I found the authorial voice, and the wide ranging evidence of Dreiser’s sophisticated, nuanced thinking, as fascinating and absorbing as the story of Carrie and Hurstwood, the trajectory of their entwined histories. The first section of the book has Carrie, starting from a kind of point of lowliness and desperation, and follows her rise (looked at one way) which might also be considered her fall. When she first meets Hurstwood, his star is in the ascendant, and life is rosy, and showing every possibility of getting rosier, for him. From thence, the fortunes of the two, initially linked, begin to travel in different directions.

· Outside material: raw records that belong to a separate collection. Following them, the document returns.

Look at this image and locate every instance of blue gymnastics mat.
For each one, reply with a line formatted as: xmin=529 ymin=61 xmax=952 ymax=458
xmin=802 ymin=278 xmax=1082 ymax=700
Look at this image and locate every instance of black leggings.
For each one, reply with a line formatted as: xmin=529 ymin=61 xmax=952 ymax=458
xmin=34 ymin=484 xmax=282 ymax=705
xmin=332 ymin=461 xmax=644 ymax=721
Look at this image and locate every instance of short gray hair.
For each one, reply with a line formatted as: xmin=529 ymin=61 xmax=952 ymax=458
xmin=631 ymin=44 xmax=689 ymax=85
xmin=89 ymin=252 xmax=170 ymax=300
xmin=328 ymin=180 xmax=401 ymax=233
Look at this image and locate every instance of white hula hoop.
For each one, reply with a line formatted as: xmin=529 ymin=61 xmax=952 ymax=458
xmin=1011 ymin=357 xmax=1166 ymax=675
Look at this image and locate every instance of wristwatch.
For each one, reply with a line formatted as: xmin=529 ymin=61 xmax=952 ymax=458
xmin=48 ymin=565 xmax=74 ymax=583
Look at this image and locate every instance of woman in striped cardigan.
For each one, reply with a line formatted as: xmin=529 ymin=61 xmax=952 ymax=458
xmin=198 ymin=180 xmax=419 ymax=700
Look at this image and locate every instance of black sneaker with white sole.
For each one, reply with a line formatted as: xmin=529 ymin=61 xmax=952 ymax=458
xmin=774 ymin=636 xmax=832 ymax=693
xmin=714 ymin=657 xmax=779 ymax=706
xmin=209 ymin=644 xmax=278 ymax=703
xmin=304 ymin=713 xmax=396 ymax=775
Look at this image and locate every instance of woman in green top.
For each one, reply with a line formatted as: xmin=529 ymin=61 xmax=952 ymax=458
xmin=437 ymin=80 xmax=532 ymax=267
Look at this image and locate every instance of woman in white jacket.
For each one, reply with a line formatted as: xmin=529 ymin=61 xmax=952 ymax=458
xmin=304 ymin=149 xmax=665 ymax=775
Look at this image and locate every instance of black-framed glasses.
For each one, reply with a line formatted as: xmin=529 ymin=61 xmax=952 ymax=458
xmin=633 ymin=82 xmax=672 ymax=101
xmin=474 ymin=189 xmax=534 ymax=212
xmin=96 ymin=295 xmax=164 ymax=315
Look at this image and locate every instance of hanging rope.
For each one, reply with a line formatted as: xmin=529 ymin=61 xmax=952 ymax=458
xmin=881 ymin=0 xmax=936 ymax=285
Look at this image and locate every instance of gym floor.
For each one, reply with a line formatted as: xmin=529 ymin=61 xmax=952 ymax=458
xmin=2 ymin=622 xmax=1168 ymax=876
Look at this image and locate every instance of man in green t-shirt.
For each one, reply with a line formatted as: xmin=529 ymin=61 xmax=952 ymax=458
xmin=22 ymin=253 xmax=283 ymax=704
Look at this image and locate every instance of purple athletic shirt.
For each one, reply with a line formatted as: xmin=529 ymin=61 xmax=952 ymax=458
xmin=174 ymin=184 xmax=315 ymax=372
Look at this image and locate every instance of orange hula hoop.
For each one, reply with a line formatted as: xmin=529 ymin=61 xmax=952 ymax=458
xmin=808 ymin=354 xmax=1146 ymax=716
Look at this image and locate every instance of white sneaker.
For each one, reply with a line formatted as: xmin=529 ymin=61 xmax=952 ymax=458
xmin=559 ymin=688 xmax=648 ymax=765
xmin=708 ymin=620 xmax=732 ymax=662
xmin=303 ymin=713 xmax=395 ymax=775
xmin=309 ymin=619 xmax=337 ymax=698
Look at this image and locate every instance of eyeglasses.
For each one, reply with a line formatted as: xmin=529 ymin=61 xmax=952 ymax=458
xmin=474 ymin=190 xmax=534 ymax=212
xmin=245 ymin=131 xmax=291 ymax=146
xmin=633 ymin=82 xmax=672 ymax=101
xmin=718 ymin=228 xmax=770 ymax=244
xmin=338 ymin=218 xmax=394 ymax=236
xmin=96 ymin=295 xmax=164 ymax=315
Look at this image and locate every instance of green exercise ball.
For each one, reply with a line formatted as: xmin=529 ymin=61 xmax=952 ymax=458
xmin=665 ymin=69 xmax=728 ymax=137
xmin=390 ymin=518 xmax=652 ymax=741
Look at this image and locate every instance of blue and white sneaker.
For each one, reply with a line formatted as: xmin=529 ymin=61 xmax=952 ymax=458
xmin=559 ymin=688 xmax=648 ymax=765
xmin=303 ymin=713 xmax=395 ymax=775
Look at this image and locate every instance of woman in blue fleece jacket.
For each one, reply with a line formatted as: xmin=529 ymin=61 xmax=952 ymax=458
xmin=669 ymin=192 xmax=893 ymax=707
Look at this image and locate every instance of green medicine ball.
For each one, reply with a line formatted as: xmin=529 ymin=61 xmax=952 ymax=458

It is Hurstwood who becomes the major focus, and the drift of his story also offers a glimpse into early twentieth century capitalism in America, and the hard fought struggles of labour to achieve fair wages, fair conditions
I must admit that Dreiser’s style is style is not always the most flowing, and he isn’t a writer of what appears to be so well and beautifully crafted that the writing seems effortlessly poised, but what at times may be rough-hewn has honesty, and the ‘stuff’ of his writing is powerful, important and necessary.
I found this an absorbing, humane, compassionate and thought provoking read
Finally, kindly alerted by other reviewers, I did NOT get this on Kindle, and went for a second hand market place seller paperback, for readability instead of poorly formatted eread!